Background: Left ventricular outflow tract obstruction (LVOTO) is commonly observed in patients with hypertrophic cardiomyopathy (HCM) or left ventricular hypertrophy (LVH). Some patients develop LVOTO provoked by physical exertion, and hence termed dynamic LVOTO (DLVOTO). However, its precise prevalence and mechanism are still unclear.

Aim: Two-dimensional speckle tracking echocardiography (2D STE) seems to be helpful for the detection of early LV structural abnormalities. This study aimed to examine the possible role of segmental as well as global longitudinal strain in identifying DLVOTO non-HCM patients as detected by dobutamine stress echocardiography (DSE).

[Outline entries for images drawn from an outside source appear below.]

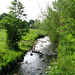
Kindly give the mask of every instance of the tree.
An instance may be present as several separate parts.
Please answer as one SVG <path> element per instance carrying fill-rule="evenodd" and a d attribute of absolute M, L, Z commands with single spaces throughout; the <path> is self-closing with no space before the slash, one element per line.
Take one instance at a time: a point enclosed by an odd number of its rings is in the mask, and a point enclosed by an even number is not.
<path fill-rule="evenodd" d="M 34 20 L 29 20 L 28 26 L 30 26 L 30 28 L 34 28 Z"/>
<path fill-rule="evenodd" d="M 8 7 L 10 9 L 9 13 L 11 15 L 13 15 L 16 18 L 26 16 L 26 14 L 24 13 L 24 6 L 20 1 L 14 0 L 11 2 L 11 4 L 12 5 Z"/>
<path fill-rule="evenodd" d="M 7 32 L 7 44 L 9 48 L 18 48 L 18 42 L 22 35 L 26 35 L 29 31 L 26 21 L 22 21 L 21 16 L 24 15 L 24 7 L 21 2 L 14 0 L 11 2 L 9 16 L 1 20 Z M 25 16 L 25 15 L 24 15 Z"/>
<path fill-rule="evenodd" d="M 5 17 L 5 16 L 8 16 L 6 13 L 3 13 L 0 15 L 0 21 Z M 4 28 L 4 26 L 0 25 L 0 28 Z"/>

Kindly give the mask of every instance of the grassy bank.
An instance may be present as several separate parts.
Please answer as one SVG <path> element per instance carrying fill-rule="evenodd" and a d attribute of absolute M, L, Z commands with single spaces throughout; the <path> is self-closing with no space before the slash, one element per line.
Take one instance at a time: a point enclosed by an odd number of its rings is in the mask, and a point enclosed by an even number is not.
<path fill-rule="evenodd" d="M 75 38 L 64 35 L 57 48 L 58 59 L 48 67 L 48 75 L 75 75 Z"/>
<path fill-rule="evenodd" d="M 39 30 L 31 29 L 29 34 L 22 36 L 22 40 L 19 42 L 20 50 L 15 51 L 8 49 L 5 30 L 0 29 L 0 74 L 2 72 L 5 73 L 10 67 L 14 67 L 14 64 L 22 59 L 24 53 L 32 48 L 34 41 L 37 40 L 39 36 L 44 35 L 45 34 Z"/>

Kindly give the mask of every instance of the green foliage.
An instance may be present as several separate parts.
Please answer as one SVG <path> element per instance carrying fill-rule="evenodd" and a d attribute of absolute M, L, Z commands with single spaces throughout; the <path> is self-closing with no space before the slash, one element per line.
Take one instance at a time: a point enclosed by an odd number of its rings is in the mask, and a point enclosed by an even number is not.
<path fill-rule="evenodd" d="M 8 46 L 14 49 L 18 48 L 17 42 L 21 40 L 22 35 L 26 35 L 26 32 L 28 32 L 25 21 L 10 16 L 3 18 L 1 24 L 6 29 Z"/>
<path fill-rule="evenodd" d="M 58 44 L 57 63 L 52 63 L 49 75 L 75 74 L 75 0 L 53 2 L 53 9 L 48 5 L 41 26 L 53 43 Z M 39 23 L 39 22 L 38 22 Z"/>
<path fill-rule="evenodd" d="M 24 6 L 22 5 L 22 3 L 18 0 L 14 0 L 11 2 L 11 6 L 9 6 L 9 13 L 17 18 L 21 18 L 22 16 L 26 16 L 26 14 L 24 14 Z"/>
<path fill-rule="evenodd" d="M 14 0 L 11 2 L 10 14 L 1 20 L 1 25 L 5 27 L 7 32 L 7 44 L 9 48 L 18 48 L 18 42 L 21 40 L 22 35 L 26 35 L 28 32 L 28 26 L 26 21 L 22 21 L 20 18 L 23 16 L 24 7 L 21 2 Z"/>
<path fill-rule="evenodd" d="M 20 50 L 15 51 L 13 49 L 9 49 L 6 44 L 6 30 L 0 29 L 0 74 L 3 68 L 10 68 L 12 65 L 17 63 L 17 61 L 22 59 L 23 54 L 28 51 L 28 49 L 32 49 L 34 46 L 34 41 L 37 40 L 39 35 L 43 35 L 43 32 L 40 32 L 36 29 L 31 29 L 30 33 L 26 36 L 22 36 L 22 39 L 19 44 Z"/>

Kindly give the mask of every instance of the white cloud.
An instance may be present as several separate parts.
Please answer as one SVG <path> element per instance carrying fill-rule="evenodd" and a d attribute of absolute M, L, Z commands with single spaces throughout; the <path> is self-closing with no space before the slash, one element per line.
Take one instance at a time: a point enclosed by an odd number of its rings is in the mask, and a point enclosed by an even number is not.
<path fill-rule="evenodd" d="M 12 0 L 0 0 L 0 14 L 6 12 L 8 13 L 9 10 L 7 6 L 10 6 L 10 2 Z M 46 10 L 47 3 L 54 1 L 54 0 L 19 0 L 25 6 L 25 12 L 27 14 L 27 20 L 29 19 L 36 19 L 37 16 L 40 14 L 40 9 L 42 11 Z"/>

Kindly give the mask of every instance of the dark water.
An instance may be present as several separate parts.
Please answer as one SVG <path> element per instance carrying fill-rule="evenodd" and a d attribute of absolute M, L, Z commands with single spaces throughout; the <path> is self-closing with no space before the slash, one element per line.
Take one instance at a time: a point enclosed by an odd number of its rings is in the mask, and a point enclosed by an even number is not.
<path fill-rule="evenodd" d="M 46 69 L 54 55 L 52 44 L 48 36 L 38 39 L 36 43 L 34 51 L 28 51 L 16 72 L 9 75 L 46 75 Z"/>

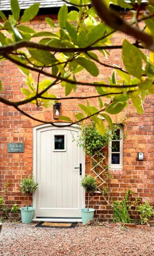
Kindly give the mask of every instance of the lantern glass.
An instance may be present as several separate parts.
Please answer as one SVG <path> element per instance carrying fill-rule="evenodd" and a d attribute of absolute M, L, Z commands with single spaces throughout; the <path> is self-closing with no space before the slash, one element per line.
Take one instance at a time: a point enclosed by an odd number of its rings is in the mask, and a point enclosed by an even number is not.
<path fill-rule="evenodd" d="M 56 103 L 53 105 L 54 119 L 57 120 L 61 114 L 61 103 Z"/>

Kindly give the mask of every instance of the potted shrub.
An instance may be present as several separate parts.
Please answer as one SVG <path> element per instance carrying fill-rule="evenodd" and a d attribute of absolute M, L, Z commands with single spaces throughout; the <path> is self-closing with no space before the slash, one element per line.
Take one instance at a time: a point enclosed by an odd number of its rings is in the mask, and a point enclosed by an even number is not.
<path fill-rule="evenodd" d="M 86 192 L 88 194 L 88 205 L 87 208 L 81 209 L 82 222 L 84 224 L 93 219 L 95 209 L 89 208 L 90 193 L 94 192 L 97 188 L 96 179 L 91 175 L 83 178 L 81 185 L 85 188 Z"/>
<path fill-rule="evenodd" d="M 35 181 L 33 176 L 24 178 L 21 180 L 21 191 L 22 194 L 27 195 L 27 206 L 20 208 L 22 223 L 30 223 L 32 221 L 35 208 L 33 206 L 29 206 L 30 195 L 37 189 L 38 186 L 38 183 Z"/>

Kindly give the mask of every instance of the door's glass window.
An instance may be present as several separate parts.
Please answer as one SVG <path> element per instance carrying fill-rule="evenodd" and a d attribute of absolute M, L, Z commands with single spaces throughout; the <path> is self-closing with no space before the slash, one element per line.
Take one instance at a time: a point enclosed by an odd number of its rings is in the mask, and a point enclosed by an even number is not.
<path fill-rule="evenodd" d="M 65 135 L 54 135 L 54 150 L 65 150 Z"/>

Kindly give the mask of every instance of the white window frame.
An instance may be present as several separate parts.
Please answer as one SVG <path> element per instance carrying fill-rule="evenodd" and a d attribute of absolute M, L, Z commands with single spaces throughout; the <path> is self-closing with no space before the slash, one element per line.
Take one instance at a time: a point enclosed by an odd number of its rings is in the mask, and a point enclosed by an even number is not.
<path fill-rule="evenodd" d="M 64 150 L 55 150 L 55 136 L 64 136 Z M 53 151 L 57 152 L 60 152 L 61 151 L 66 151 L 66 134 L 56 134 L 56 133 L 53 134 Z"/>
<path fill-rule="evenodd" d="M 112 140 L 109 144 L 109 167 L 110 169 L 122 169 L 123 168 L 123 127 L 119 127 L 120 130 L 120 163 L 119 164 L 112 163 L 112 141 L 117 141 L 119 140 Z"/>

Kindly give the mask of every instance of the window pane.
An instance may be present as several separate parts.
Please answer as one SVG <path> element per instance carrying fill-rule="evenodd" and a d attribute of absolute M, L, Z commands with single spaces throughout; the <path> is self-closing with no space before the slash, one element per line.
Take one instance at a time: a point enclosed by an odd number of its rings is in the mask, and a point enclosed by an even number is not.
<path fill-rule="evenodd" d="M 113 140 L 119 140 L 120 138 L 120 129 L 117 129 L 115 132 L 115 136 L 114 136 L 113 138 Z"/>
<path fill-rule="evenodd" d="M 112 152 L 120 152 L 120 141 L 112 141 Z"/>
<path fill-rule="evenodd" d="M 55 135 L 55 150 L 65 150 L 64 135 Z"/>
<path fill-rule="evenodd" d="M 112 154 L 111 163 L 113 164 L 119 164 L 120 154 Z"/>

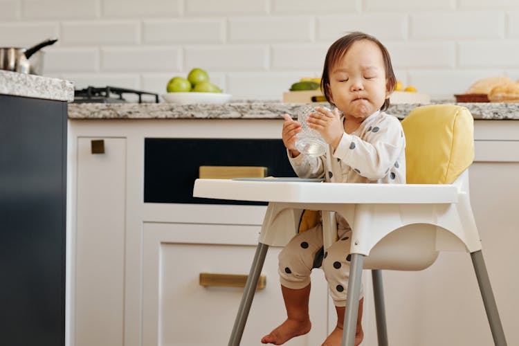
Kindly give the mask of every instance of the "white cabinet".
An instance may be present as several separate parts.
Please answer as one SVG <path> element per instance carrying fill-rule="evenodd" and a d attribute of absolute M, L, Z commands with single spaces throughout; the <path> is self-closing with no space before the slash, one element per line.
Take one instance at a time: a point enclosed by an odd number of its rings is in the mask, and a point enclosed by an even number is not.
<path fill-rule="evenodd" d="M 143 344 L 226 345 L 243 289 L 201 286 L 199 274 L 247 275 L 259 228 L 247 225 L 145 224 Z M 215 235 L 217 242 L 212 240 Z M 262 271 L 266 286 L 255 295 L 242 345 L 260 345 L 261 337 L 286 318 L 277 276 L 280 250 L 271 248 L 267 253 Z M 310 302 L 313 330 L 286 345 L 319 345 L 327 335 L 327 287 L 320 271 L 316 271 L 313 276 Z"/>
<path fill-rule="evenodd" d="M 248 273 L 266 207 L 145 203 L 145 143 L 279 138 L 281 120 L 246 122 L 246 129 L 235 120 L 69 122 L 69 345 L 227 343 L 243 289 L 202 287 L 199 275 Z M 104 140 L 104 154 L 91 153 L 92 140 Z M 267 285 L 254 299 L 242 345 L 260 345 L 286 317 L 280 251 L 267 253 Z M 327 335 L 327 286 L 314 271 L 312 331 L 286 345 L 318 345 Z"/>
<path fill-rule="evenodd" d="M 92 154 L 92 140 L 104 154 Z M 123 345 L 126 139 L 77 138 L 75 345 Z"/>
<path fill-rule="evenodd" d="M 225 345 L 240 289 L 202 287 L 201 272 L 248 274 L 265 208 L 144 202 L 146 138 L 279 138 L 280 120 L 71 120 L 68 287 L 71 346 Z M 92 154 L 104 139 L 104 154 Z M 475 122 L 471 199 L 509 345 L 519 345 L 519 122 Z M 197 153 L 194 152 L 193 155 Z M 230 155 L 231 154 L 230 154 Z M 174 157 L 164 157 L 174 160 Z M 181 167 L 182 163 L 179 163 Z M 174 193 L 172 192 L 172 193 Z M 277 254 L 253 303 L 242 345 L 284 319 Z M 335 323 L 314 271 L 313 328 L 287 345 L 320 345 Z M 363 346 L 376 345 L 370 275 Z M 383 273 L 391 344 L 487 346 L 491 336 L 468 254 L 442 253 L 420 272 Z"/>

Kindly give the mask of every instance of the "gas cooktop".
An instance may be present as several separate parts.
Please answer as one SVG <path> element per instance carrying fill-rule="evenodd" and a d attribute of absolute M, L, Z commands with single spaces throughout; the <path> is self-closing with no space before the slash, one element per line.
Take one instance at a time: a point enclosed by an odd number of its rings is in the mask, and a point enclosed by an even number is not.
<path fill-rule="evenodd" d="M 122 95 L 134 95 L 138 98 L 138 103 L 158 103 L 158 94 L 116 86 L 88 86 L 74 91 L 74 103 L 122 103 L 128 101 Z M 149 95 L 152 100 L 143 100 L 143 95 Z"/>

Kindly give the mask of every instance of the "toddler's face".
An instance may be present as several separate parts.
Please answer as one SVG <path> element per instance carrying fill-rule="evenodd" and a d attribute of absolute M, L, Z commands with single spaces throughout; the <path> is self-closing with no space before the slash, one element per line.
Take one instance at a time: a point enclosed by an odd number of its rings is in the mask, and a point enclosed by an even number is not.
<path fill-rule="evenodd" d="M 367 39 L 354 42 L 331 66 L 329 77 L 331 100 L 347 118 L 367 118 L 390 95 L 382 52 Z"/>

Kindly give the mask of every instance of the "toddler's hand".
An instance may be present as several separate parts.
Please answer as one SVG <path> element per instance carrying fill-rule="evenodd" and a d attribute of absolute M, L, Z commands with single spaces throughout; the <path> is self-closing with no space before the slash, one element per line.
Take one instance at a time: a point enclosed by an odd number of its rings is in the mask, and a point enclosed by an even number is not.
<path fill-rule="evenodd" d="M 317 112 L 309 116 L 308 126 L 317 130 L 328 144 L 335 149 L 344 133 L 344 126 L 340 121 L 340 113 L 337 108 L 330 111 L 327 108 L 316 107 Z"/>
<path fill-rule="evenodd" d="M 292 156 L 295 157 L 300 154 L 295 149 L 295 140 L 298 139 L 295 135 L 301 131 L 301 124 L 292 119 L 288 114 L 284 114 L 283 118 L 284 118 L 282 134 L 283 144 L 291 152 Z"/>

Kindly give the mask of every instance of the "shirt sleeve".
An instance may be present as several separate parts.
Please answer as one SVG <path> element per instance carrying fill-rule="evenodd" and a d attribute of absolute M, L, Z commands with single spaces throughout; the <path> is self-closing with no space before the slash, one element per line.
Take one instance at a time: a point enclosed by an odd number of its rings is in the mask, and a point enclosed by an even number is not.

Methods And Results: Two hundred and fifty patients without structural heart disease had undergone conventional transthoracic echocardiography, 2D STE, and DSE. All patients with non-ischemic evidence were divided into two groups according to the DSE results; DLVOTO (+) and DLVOTO (-). Among 250 patients, 50 patients (36%) had shown DLVOTO after DSE (15 males, 35 females; mean age 55±7years). They were compared with 90 non -LVOTO obstruction patients (43 males, 47 females; mean age 57±6years). Based on multivariate logistic regression analysis, the independent predictors of provoked DLVOTO during DSE were resting basal septal longitudinal strain BS-LS (p < 0.001), resting LA reservoir strain (p < 0.001), and systolic LVOT diameter (p = 0.03). Resting BS-LS with cut-off - 17.5% was recognized as a critical indicator of DLVOTO, with sensitivity 78%, and specificity 95% (better than systolic LVOT diameter of sensitivity 76%, and specificity 15% and resting LA reservoir strain which showed poor AUC at ROC curve 0.007).

Conclusion: We demonstrate that provoked LVOTO during DSE in non HCM symptomatic patients is directly correlated to resting regional LS, where the increased BS-LS of ≥ -17.5% was a key determinant of LVOT gradient provocation. Assessment of baseline BS-LS might be a bedside simple tool for detection of patients with DLVOTO not able to do DSE.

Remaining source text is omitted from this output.